Researchers at Washington State University have made a significant discovery regarding the Fischer Tropsch process, a catalytic reaction used to convert coal, natural gas or biomass into liquid fuels. According to an Oct. 5 press release on the university’s site, they found that this process exhibits self-sustained oscillations, unlike most catalytic reactions that maintain a steady state. These oscillations involve periodic shifts in activity levels from high to low and vice versa. The discovery, published in Science, suggests that these controlled oscillatory states could potentially enhance reaction rates and product yields, offering more efficient fuel production methods in the future.
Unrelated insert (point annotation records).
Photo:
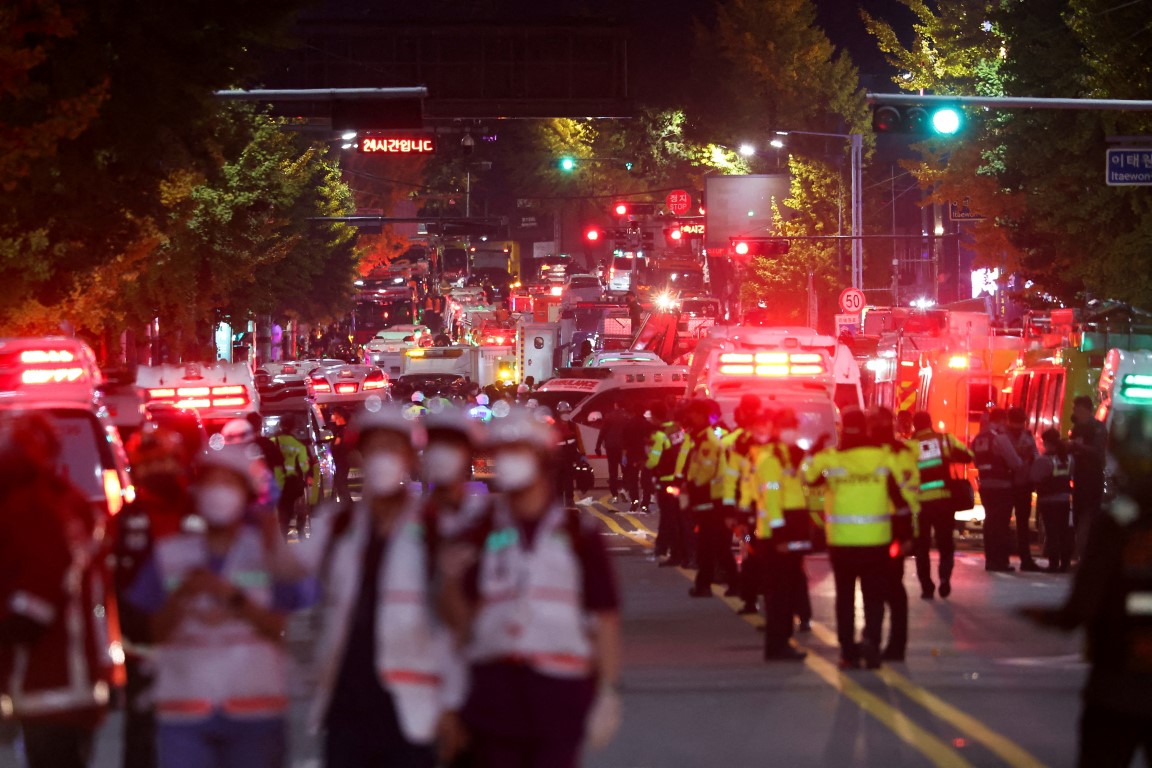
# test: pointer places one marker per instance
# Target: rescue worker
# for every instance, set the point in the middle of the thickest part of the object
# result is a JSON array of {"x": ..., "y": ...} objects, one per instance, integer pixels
[
  {"x": 54, "y": 671},
  {"x": 1109, "y": 600},
  {"x": 637, "y": 479},
  {"x": 883, "y": 432},
  {"x": 163, "y": 503},
  {"x": 611, "y": 441},
  {"x": 219, "y": 600},
  {"x": 935, "y": 451},
  {"x": 662, "y": 454},
  {"x": 388, "y": 681},
  {"x": 777, "y": 560},
  {"x": 700, "y": 466},
  {"x": 535, "y": 595},
  {"x": 997, "y": 463},
  {"x": 1086, "y": 446},
  {"x": 569, "y": 453},
  {"x": 292, "y": 476},
  {"x": 446, "y": 468},
  {"x": 1052, "y": 478},
  {"x": 1024, "y": 443},
  {"x": 862, "y": 526}
]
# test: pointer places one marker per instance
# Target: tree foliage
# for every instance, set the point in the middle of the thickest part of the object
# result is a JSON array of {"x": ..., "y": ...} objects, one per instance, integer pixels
[{"x": 1036, "y": 175}]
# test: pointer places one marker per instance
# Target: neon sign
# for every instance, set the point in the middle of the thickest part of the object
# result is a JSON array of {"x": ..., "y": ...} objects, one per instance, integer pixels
[{"x": 417, "y": 144}]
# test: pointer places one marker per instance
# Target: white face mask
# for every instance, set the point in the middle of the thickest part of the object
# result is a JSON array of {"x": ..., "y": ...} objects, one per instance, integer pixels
[
  {"x": 220, "y": 504},
  {"x": 515, "y": 470},
  {"x": 444, "y": 464},
  {"x": 384, "y": 472}
]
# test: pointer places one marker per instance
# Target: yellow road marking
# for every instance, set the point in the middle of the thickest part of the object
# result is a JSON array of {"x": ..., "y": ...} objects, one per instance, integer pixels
[{"x": 1003, "y": 747}]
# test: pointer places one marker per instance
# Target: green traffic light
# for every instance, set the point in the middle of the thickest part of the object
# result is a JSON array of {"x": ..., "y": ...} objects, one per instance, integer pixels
[{"x": 946, "y": 121}]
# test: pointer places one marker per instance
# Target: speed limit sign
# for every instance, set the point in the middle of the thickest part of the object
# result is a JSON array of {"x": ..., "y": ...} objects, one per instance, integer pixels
[{"x": 851, "y": 301}]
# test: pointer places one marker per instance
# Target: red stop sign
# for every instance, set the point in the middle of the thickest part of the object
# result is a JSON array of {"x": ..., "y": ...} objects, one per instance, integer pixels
[{"x": 679, "y": 200}]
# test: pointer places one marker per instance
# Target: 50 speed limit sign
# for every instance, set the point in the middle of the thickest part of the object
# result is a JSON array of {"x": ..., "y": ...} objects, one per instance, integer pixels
[{"x": 851, "y": 301}]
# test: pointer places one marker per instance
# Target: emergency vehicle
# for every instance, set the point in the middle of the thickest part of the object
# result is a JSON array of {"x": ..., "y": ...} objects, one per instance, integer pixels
[
  {"x": 591, "y": 393},
  {"x": 59, "y": 378},
  {"x": 220, "y": 392},
  {"x": 484, "y": 365}
]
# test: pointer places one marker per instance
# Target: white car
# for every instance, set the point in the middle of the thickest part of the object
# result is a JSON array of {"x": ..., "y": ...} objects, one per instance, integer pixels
[{"x": 582, "y": 288}]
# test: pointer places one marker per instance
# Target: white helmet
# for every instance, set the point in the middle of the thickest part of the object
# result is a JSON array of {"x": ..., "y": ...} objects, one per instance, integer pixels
[
  {"x": 388, "y": 418},
  {"x": 522, "y": 426},
  {"x": 455, "y": 420},
  {"x": 247, "y": 462},
  {"x": 237, "y": 432}
]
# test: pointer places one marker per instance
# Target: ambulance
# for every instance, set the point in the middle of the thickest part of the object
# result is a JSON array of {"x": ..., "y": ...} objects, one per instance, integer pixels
[
  {"x": 59, "y": 378},
  {"x": 219, "y": 392},
  {"x": 787, "y": 367},
  {"x": 592, "y": 393}
]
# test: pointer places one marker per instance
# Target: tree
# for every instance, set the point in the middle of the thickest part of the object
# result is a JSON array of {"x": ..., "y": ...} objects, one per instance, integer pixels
[{"x": 1036, "y": 174}]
“Usually, rate oscillations with large variations in temperature are unwanted in chemical industry because of safety concerns,” said corresponding author Norbert Kruse, Voiland Distinguished Professor in WSU’s Gene and Linda Voiland School of Chemical Engineering and Bioengineering, in the press release. “In the present case, oscillations are under control and mechanistically well understood. With such a basis of understanding, both experimentally and theoretically, the approach in research and development can be completely different – you really have a knowledge-based approach, and this will help us enormously.”
The researchers stumbled upon these oscillations accidentally when trying to stabilize reaction temperatures, eventually uncovering the underlying mechanisms. As temperature increases, reactant gases lose contact with the catalyst surface, slowing down the reaction. When the temperature decreases, the reaction speeds up as reactant gas concentration on the catalyst surface rises. This cycle repeats, creating oscillations.